Spinning shawl wool is a drawing by the Impressionist artist John Lockwood Kipling. It dates from 1870 and is held in the collection of the Victoria and Albert Museum.
About this work
Overview
Rendered in pencil, it portrays a woman seated on a charpoi, spinning wool with a charka while cradling an infant.
This 1870 drawing by John Lockwood Kipling captures a quiet moment of labor in northwestern India. Rendered in pencil, it portrays a woman seated on a charpoi, spinning wool with a charka while cradling an infant.
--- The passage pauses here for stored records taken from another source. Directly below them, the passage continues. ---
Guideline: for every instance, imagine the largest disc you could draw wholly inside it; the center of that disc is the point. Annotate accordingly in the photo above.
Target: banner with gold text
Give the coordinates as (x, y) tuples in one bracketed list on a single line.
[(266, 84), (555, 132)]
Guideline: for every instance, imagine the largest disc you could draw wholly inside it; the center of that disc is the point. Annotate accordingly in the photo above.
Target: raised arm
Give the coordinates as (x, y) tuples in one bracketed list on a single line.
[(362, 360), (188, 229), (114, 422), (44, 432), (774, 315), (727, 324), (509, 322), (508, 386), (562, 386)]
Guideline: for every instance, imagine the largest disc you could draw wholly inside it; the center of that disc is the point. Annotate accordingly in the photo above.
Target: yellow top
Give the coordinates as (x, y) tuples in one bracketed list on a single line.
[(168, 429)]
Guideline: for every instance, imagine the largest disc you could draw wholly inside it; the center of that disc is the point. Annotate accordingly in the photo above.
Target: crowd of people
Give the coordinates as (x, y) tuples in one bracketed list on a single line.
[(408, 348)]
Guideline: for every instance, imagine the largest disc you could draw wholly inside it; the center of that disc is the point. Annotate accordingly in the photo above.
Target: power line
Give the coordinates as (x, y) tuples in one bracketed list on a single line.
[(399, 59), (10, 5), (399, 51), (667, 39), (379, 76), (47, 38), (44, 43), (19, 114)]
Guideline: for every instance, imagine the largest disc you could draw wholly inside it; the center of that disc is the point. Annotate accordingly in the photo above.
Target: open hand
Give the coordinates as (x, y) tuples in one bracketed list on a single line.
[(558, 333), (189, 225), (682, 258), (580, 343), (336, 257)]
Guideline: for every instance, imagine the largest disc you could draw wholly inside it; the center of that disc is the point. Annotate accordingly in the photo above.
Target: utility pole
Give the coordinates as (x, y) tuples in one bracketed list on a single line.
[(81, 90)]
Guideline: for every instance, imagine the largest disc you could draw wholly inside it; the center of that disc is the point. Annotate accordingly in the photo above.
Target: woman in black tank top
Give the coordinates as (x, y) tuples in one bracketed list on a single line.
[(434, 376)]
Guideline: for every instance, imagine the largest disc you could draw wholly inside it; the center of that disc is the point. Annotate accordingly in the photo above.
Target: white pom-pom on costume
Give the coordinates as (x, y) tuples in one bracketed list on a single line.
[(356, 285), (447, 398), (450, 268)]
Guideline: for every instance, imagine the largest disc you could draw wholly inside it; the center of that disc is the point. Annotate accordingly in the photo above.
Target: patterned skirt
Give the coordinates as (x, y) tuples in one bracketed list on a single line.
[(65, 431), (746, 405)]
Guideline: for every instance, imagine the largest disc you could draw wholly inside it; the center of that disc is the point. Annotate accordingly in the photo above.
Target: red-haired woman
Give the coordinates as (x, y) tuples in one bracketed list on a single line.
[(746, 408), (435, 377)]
The composition emphasizes routine activity over spectacle, reflecting Kipling’s interest in documenting local craftsmanship during his tenure in Lahore as a professor and museum curator.
Subject & Meaning
The scene centers on the dual responsibilities of domestic and artisanal labor, common among women in the region. The presence of the infant suggests that textile production was woven into daily life, not confined to dedicated workshops. Kipling’s choice to depict this intimate, unidealized moment underscores his focus on the dignity of ordinary work rather than ceremonial or elite subjects.
Technique & Style
Kipling employed light, fluid pencil lines to suggest form without heavy shading. The absence of detailed backgrounds directs attention to the figures and tools: the spinning wheel, clay pot, and spools of thread. Subtle cross-hatching defines folds in fabric and the contours of the charpoi, conveying texture and volume with minimal strokes, characteristic of observational sketching.
History & Provenance
Created during Kipling’s time in British India, the drawing entered the India Museum’s collection and was transferred to the Victoria and Albert Museum in 1879. By 1880, it was cataloged as part of a series documenting regional artisans, reflecting institutional efforts to preserve ethnographic records of Indian crafts under colonial administration.
Context
Kipling’s sketches emerged amid growing colonial interest in cataloging Indian industries, particularly hand-spinning and weaving. His role at the Lahore Museum placed him among scholars and administrators seeking to systematize knowledge of local techniques. This work is one of many that aimed to record practices seen as threatened by industrialization.
Legacy
The drawing remains a valuable record of pre-industrial textile production in Punjab. Though not widely exhibited, it contributes to scholarly understanding of gendered labor and material culture in 19th-century India. Its modest scale and direct observation distinguish it from more stylized ethnographic imagery of the period.
Artist & collection
Artist
John Lockwood Kipling filled sketchbooks with the daily life he saw around him in British India, drawing craftsmen at work, farmers at market, and seed planters in fields.